On the assumption that the holdings in other financial sectors do not fall in the category of participations as defined by the Article 13(20) of the Solvency II Directive ("ownership, direct or by way of control, of 20 % or more of the voting rights or capital") and taking into account the EIOPA Guidelines on the treatment of related undertakings, including participations, https://eiopa.europa.eu/Publications/Guidelines/Final_Report_Treatment_Related_U_GLs.pdf), then Article 335(1)(e) of the Delegated Regulation would not apply for the purposes of group solvency calculation.

Consequently, the holdings in the other financial institutions (not considered a related undertaking) should be treated as an equity investment for the purposes of calculating the Group SCR (Please refer to Explanatory Text 2.19 to Guideline 8 of the Guidelines on treatment of related undertakings, including participations for further details).
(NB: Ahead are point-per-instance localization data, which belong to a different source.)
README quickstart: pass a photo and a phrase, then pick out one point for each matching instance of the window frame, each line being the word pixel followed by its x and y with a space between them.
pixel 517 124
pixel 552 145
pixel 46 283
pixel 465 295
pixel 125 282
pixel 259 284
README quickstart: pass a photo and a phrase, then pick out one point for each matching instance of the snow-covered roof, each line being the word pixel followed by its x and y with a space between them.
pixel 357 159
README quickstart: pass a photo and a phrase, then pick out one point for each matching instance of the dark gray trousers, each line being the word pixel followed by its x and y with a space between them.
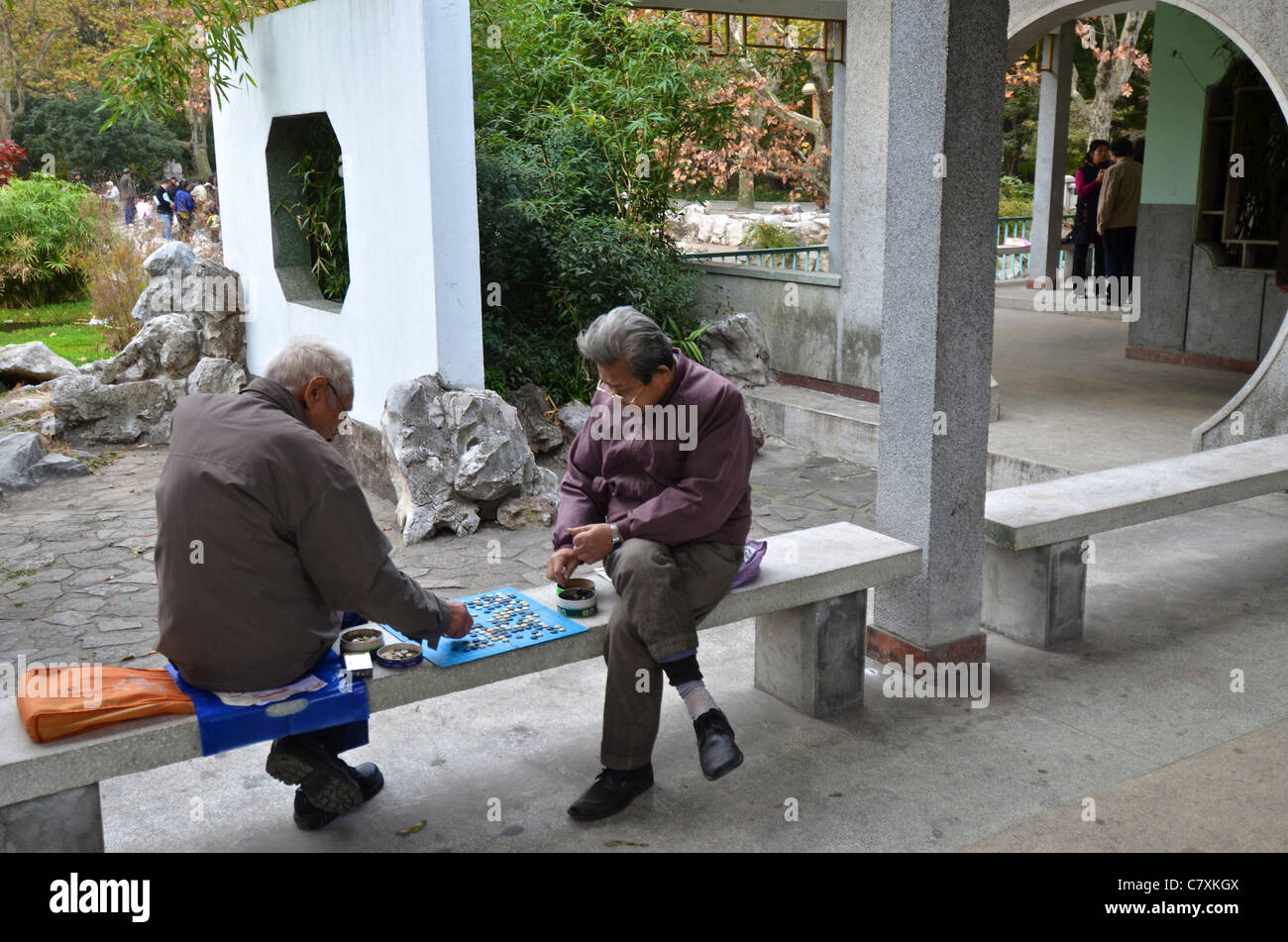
pixel 662 594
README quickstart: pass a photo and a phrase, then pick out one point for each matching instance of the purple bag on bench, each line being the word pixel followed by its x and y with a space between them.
pixel 751 556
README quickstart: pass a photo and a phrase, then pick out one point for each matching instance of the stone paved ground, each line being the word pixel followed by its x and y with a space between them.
pixel 76 576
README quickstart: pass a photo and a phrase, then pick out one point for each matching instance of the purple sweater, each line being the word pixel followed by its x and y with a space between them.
pixel 691 486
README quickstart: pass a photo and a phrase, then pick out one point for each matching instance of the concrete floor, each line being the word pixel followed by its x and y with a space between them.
pixel 1073 400
pixel 1140 715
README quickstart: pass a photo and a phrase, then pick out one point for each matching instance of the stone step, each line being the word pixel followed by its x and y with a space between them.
pixel 846 429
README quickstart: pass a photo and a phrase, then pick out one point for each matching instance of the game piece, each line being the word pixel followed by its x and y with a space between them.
pixel 503 620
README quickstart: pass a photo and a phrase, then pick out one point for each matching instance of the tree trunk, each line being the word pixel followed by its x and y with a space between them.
pixel 746 189
pixel 198 143
pixel 1112 73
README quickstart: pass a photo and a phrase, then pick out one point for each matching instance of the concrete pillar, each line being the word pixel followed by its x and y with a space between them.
pixel 836 235
pixel 811 657
pixel 944 146
pixel 1035 596
pixel 68 822
pixel 859 219
pixel 1052 147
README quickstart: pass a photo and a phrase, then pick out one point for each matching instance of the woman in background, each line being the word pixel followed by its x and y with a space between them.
pixel 1085 237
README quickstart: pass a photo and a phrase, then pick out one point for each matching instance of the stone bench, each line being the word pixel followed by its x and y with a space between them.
pixel 809 603
pixel 1037 537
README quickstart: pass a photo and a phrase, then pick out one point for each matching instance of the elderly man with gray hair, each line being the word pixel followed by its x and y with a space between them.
pixel 265 543
pixel 669 515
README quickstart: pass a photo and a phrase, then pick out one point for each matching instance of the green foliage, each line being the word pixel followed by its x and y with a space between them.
pixel 42 228
pixel 67 128
pixel 768 236
pixel 570 97
pixel 626 85
pixel 1016 198
pixel 62 327
pixel 320 211
pixel 557 258
pixel 149 77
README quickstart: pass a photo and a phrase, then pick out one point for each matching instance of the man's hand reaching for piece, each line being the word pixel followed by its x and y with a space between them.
pixel 462 620
pixel 562 564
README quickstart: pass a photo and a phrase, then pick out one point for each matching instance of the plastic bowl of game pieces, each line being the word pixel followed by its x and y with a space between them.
pixel 362 640
pixel 399 655
pixel 578 598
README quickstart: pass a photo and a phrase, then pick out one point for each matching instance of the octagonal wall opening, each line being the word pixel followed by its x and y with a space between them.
pixel 305 201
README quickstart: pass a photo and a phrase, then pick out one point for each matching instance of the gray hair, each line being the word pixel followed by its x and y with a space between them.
pixel 629 336
pixel 305 358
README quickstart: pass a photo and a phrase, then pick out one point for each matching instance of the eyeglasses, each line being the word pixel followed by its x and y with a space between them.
pixel 604 387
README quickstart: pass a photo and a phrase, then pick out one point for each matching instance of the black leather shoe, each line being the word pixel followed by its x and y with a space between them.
pixel 716 749
pixel 309 817
pixel 612 791
pixel 325 780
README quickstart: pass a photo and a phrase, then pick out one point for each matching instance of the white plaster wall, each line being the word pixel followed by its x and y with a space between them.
pixel 394 78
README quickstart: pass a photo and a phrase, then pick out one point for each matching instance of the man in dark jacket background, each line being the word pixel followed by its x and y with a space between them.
pixel 668 507
pixel 265 540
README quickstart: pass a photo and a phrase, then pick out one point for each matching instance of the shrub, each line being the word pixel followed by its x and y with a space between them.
pixel 11 158
pixel 42 229
pixel 320 211
pixel 112 267
pixel 768 236
pixel 557 258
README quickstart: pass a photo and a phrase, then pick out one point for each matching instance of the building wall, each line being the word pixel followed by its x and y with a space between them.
pixel 1190 305
pixel 393 76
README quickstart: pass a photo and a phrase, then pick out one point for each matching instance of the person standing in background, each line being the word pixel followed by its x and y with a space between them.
pixel 129 196
pixel 1116 219
pixel 163 203
pixel 1087 183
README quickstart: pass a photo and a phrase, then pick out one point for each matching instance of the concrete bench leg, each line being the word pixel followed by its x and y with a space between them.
pixel 811 657
pixel 68 821
pixel 1035 596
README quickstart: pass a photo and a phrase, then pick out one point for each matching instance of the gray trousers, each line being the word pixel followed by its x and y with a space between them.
pixel 662 594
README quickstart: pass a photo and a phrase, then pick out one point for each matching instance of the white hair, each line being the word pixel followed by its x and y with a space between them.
pixel 304 360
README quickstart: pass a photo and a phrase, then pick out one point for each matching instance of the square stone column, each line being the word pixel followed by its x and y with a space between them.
pixel 947 65
pixel 836 179
pixel 859 218
pixel 1052 147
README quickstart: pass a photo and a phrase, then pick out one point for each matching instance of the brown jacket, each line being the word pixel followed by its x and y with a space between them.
pixel 1120 196
pixel 1282 258
pixel 263 540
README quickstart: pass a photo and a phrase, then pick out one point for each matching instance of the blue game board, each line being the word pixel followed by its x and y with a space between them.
pixel 503 620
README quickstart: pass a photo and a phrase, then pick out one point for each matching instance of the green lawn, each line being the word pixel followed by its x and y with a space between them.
pixel 62 327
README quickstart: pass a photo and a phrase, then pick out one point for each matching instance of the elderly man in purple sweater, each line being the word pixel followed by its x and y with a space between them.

In relation to Article 68 of the Delegated Regulation which is mentioned in your question, it is worth noting that this article refers to the determination of own funds and not how a participation is defined. Therefore, the 10% stated in Article 68 of the Delegated Regulation do not refer to the holding of share capital issued by a related undertaking in other financial sector, but to the treatment of participations in the determination of basic own funds of the insurance undertaking, and in particular to the tier 1 items listed in Article 69(a)(i),(ii),(iv) and (vi) of the Delegated Regulation.